Jumat, 16 April 2010

Ketika Konsepsi Power Analog Dengan Cinta

Dalam menjalankan hubungan internasionalnya, suatu aktor hubungan internasional tentu saja akan menjadikan kepentingan nasional sebagai landasan fundamental dan tujuan utama dalam setiap pengambilan kebijakan. Untuk mencapai itu semua, suatu aktor menggunakan sebuah instrumen yang disebut sebagai National Power atau kekuatan nasional. Kekuatan nasional didefinisikan sebagai payung konsep yang menunjukkan segala sesuatu yang bisa menentukan dan memelihara kekuasaan aktor A terhadap aktor B (Morgenthau, 1978). Power menurut Morgenthau memiliki tiga unsur yaitu kekuatan, pengaruh, dan kekuasaan. Ketiganya betujuan untuk menjaga suatu kontrol sebuah aktor terhadap aktor lain. Sebuah aktor dikatakan memiliki power atas aktor lain ketika aktor lain itu bersedia memenuhi apa yang menjadi keinginan aktor tersebut. Implementasinya adalah ketika aktor A dikatakan memiliki power atas aktor B jika aktor B bersedia memenuhi apa yang diinginkan oleh aktor A.

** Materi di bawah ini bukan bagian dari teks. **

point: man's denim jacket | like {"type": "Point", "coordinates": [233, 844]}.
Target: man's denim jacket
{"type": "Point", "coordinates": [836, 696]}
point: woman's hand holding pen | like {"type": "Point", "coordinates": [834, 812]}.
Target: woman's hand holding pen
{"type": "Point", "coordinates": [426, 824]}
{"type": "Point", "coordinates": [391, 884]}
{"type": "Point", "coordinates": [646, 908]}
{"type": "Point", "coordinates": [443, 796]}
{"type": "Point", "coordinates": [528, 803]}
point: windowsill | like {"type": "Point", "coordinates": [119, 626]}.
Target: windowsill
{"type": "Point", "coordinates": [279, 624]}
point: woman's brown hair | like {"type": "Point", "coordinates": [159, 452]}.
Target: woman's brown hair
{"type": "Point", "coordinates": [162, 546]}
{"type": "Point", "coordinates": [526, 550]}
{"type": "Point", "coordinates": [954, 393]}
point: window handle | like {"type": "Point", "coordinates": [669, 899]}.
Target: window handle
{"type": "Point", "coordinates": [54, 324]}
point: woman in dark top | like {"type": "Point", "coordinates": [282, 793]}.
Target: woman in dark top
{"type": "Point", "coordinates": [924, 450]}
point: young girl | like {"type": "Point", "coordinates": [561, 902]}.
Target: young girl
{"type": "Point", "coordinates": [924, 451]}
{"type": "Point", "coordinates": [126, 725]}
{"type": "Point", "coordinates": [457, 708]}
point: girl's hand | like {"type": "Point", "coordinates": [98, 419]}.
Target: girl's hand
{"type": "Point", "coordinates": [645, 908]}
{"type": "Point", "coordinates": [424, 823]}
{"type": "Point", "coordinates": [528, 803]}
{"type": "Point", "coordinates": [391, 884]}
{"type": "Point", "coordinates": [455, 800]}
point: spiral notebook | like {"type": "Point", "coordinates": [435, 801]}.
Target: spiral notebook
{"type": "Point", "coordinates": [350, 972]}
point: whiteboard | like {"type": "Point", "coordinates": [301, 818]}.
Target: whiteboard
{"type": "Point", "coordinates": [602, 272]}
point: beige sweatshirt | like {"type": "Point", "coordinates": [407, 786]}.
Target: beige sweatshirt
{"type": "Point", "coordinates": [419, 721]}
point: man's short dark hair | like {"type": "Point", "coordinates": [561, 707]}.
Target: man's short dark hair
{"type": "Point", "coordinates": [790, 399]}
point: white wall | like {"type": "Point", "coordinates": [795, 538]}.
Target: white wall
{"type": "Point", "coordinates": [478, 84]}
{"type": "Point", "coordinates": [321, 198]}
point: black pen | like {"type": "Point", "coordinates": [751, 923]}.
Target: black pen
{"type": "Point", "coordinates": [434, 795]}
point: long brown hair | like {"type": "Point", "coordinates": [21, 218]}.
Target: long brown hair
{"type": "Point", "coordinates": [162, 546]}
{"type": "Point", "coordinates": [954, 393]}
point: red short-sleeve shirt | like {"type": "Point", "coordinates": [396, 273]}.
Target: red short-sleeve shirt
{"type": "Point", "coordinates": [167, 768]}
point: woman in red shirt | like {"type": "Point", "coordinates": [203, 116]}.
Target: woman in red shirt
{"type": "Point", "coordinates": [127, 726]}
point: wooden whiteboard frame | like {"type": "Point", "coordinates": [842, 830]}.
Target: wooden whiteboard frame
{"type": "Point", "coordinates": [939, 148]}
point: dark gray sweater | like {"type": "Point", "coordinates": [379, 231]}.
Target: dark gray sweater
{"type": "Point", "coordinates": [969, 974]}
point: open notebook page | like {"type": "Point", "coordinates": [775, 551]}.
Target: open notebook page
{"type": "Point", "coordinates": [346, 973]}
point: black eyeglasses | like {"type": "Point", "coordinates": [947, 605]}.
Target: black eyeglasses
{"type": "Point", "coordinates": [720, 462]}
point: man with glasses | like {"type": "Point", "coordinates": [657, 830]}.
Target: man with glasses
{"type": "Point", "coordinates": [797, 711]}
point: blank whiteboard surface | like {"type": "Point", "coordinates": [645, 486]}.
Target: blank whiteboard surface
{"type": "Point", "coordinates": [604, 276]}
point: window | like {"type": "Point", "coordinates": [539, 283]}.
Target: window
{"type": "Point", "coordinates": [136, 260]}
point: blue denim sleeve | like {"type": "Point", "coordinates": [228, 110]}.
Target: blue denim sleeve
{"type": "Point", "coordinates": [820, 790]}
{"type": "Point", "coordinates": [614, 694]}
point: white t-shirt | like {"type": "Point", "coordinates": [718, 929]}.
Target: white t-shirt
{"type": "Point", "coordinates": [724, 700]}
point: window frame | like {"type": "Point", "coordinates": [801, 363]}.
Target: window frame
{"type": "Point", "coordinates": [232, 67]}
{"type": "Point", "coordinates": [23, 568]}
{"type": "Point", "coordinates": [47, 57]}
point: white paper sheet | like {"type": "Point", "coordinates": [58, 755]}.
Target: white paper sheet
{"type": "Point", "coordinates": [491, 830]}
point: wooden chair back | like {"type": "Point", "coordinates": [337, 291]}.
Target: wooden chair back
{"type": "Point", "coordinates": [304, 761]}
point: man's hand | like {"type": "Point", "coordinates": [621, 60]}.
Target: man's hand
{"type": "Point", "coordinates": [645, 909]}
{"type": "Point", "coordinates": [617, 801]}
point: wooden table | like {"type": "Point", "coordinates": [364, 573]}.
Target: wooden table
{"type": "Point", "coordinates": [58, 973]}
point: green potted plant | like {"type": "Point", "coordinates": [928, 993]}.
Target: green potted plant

Apa yang telah diungkapkan di atas sangatlah analog dengan Cinta. Merujuk pada definisi Morgenthau tentang konsep Power, Cinta adalah sesuatu yang dapat membuat aktor A mau untuk melakukan apa yang diinginkan oleh aktor B karena antara aktor A dan aktor B terdapat sebuah ikatan batin. Menarik sekali ketika Cinta kemudian disamakan dengan konsep Power yang sebenarnya keduanya memiliki latar belakang yang sangat berbeda. Namun, itulah realita yang terjadi di masyarakat. Selain ditinjau secara filosofis dari definisi, ada hal lain yang membuat konsepsi Power dan Cinta menjadi analog. Sebuah negara tidak bisa begitu saja dikatakan memiliki power atas negara lain. Misalnya Amerika, tidak bisa begitu saja dikatakan bahwa Amerika memiliki power atas negara lain jika tidak ada interaksi antara kedua negara tersebut. Entah itu melalui perang atau diplomasi. Amerika dikatakan meimiliki power atas Irak karena Amerika berhasil menang dalam perang melawan Irak. Begitu halnya dalam konsepsi Cinta. Cinta hanya akan muncul setelah adanya interaksi antara dua aktor. Interaksi tersebut menyebabkan munculnya benih-benih cinta. Namun, satu hal yang sedikit berbeda disini adalah cinta akan timbul ketika adanya interaksi yang intens antara dua aktor. Berkaca pada pepatah jawa “Witing trisna jalaran saka kulina” menunjukkan bahwa timbulnya harus diawali dengan interaksi yang intens. Ketika interaksi sudah terjadi dan benih-benih cinta sudah timbul, maka aktor-aktor yang terlibat didalamnya akan dapat saling mempengaruhi tindakan satu sama lain. Jika diantara aktor-aktor tersebut mau melakukan apa yang diinginkan oleh aktor lain, maka dapay dikatakan bahwa diantara aktor-aktor tersebut telah terdapat sebuah konsepsi Cinta.

Menilik dari kesamaan filosofis dari definisi dan kesamaan praktis dari pengaktualisasian antara konsepsi Power dan Cinta, dapat ditarik kesimpulan bahwa antara konsepsi Power dan Cinta terdapat sebuah hubungan yang analog.